On Fri, Jan 13, 2017 at 12:36 AM Henri Yandell <bay...@apache.org> wrote:
> On Thu, Jan 12, 2017 at 7:52 AM, William A Rowe Jr <wr...@rowe-clan.net>
> > On Thu, Jan 12, 2017 at 6:06 AM, John D. Ament <johndam...@apache.org>
> > wrote:
> > > IMHO, IP Clearance in of itself is confusing. For software being
> > > relicensed (under an SGA) it shouldn't be needed.
> > Well, it is needed, even where that devolves to "has all SGA paperwork
> > for this incoming contribution and corresponding ICLAs been received
> > and acknowledged?"
> > > In addition, like any other podling coming in, work may be needed
> > > to generate a valid release from the donation. It may not just work.

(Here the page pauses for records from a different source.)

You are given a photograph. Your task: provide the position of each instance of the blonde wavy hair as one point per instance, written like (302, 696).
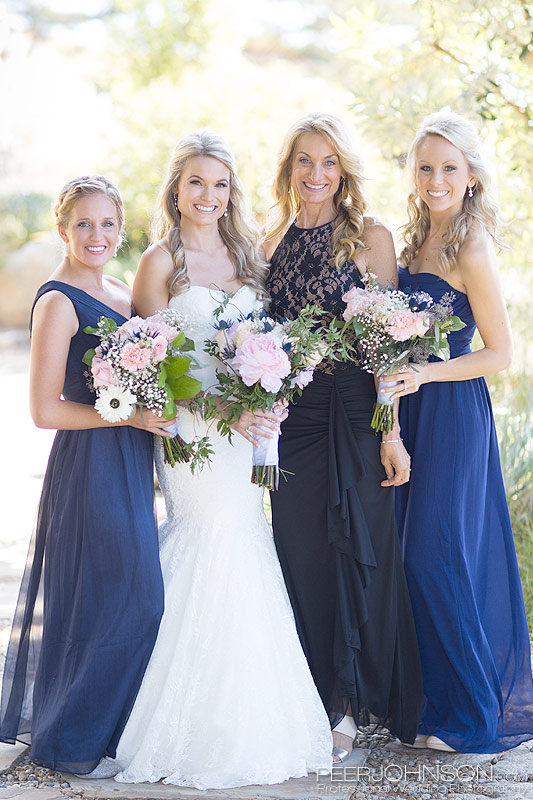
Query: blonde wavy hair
(238, 229)
(481, 208)
(349, 200)
(83, 186)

> > That is independent of the IP Clearance. It's the same issue as any
> > brand new work created here by committers with ICLAs. Nowhere
> > does the ASF enforce 'code quality' or similar metrics. If it doesn't
> > build, it's open source, so just reassemble all the pieces.
> This may be showing some of the issues with the template; the terms are
> confusing and/or incorrect.
> For example, looking at it more deeply, the template contains three
> 1) Identify the codebase. Looking at that term, I would think it's a
> natural first step that involves identifying which code is going to be
> imported into the ASF repository. Instead it's talking about trademarks.
> 2) Copyright. As a term that's simple, but too simple given we have no
> copyright-only paperwork.
> 2i). The section then goes on to suggest that rights are transferred to the
> ASF (very misleading), and says "It is only necessary to transfer rights
> for the package, the core code, and any new code produced by the project.",
> which is gobbledegook. The words package, core and new code produced by the
> project are all undefined and vague.
> 2ii) A second section checks that the files have been updated to reflect
> the 'new ASF copyright'; which is also inaccurate and misleading.
> 3) Verify distribution rights. Sounds interesting.
> 3i) The first section is to check all active committers have a signed CLA
> on record. Fair enough. Perhaps a better fit for section 2; if I had a
> belief that section 2 should stay :)
> 3ii) A reminder about the possibility of CCLAs with average wording (for
> example, it doesn't say who may require this). This probably speaks to
> inadequate documentation elsewhere (on the CLA page?) and is not something
> we should have as an explicit check.
> 3iii) On to one of the ones that started the thread; a compatibility check
> for any non-Apache licensed content within the project.
> 3iv) And the other; basically the same compatibility check with a
> limited/similar but not the same approach.
> The paragraph that comes after does a fair, though hand-wavy job, or
> summarizing the above:
> "Generally, the result of checking off these items will be a Software
> Grant, CLA, and Corporate CLA for ASF licensed code, which must have no
> dependencies upon items whose licenses that are incompatible with the
> Apache License."
> Also noting that item 3 in the process says that a software grant is
> required (bad name imo to use the word 'grant', we really need to fix
> that). Which then talks about 'the traditional License Agreement', which is
> very vague, or a CCLA Schedule B, which given we don't require that
> committers have CCLAs signed is probably not something we should propose as
> an equal.
> Basically this line, and therefore the entire page, assumes that an
> incubator project is a code donation from a corporation.
> I was surprised to see nothing here on the process for who to get ICLAs
> signed by. Only those becoming committers, or any previous contributors
> (and how to determine which contributors). It also should, as a page,
> consider whether having the code previously under Apache 2.0, or a category
> A license, implies a different process.
> I saw you were working on policy cleanup John - could I take a stab at a
> rewrite of this, or is it a) got a lot of historical debate I've missed
> that I should learn about or b) something you're already working on?
Go for it. IP Clearance is way down on my list because:
- Its not usual for a podling to receive a subsequent donation.
- I hate that the IPMC is responsible for all TLPs IP Clearance.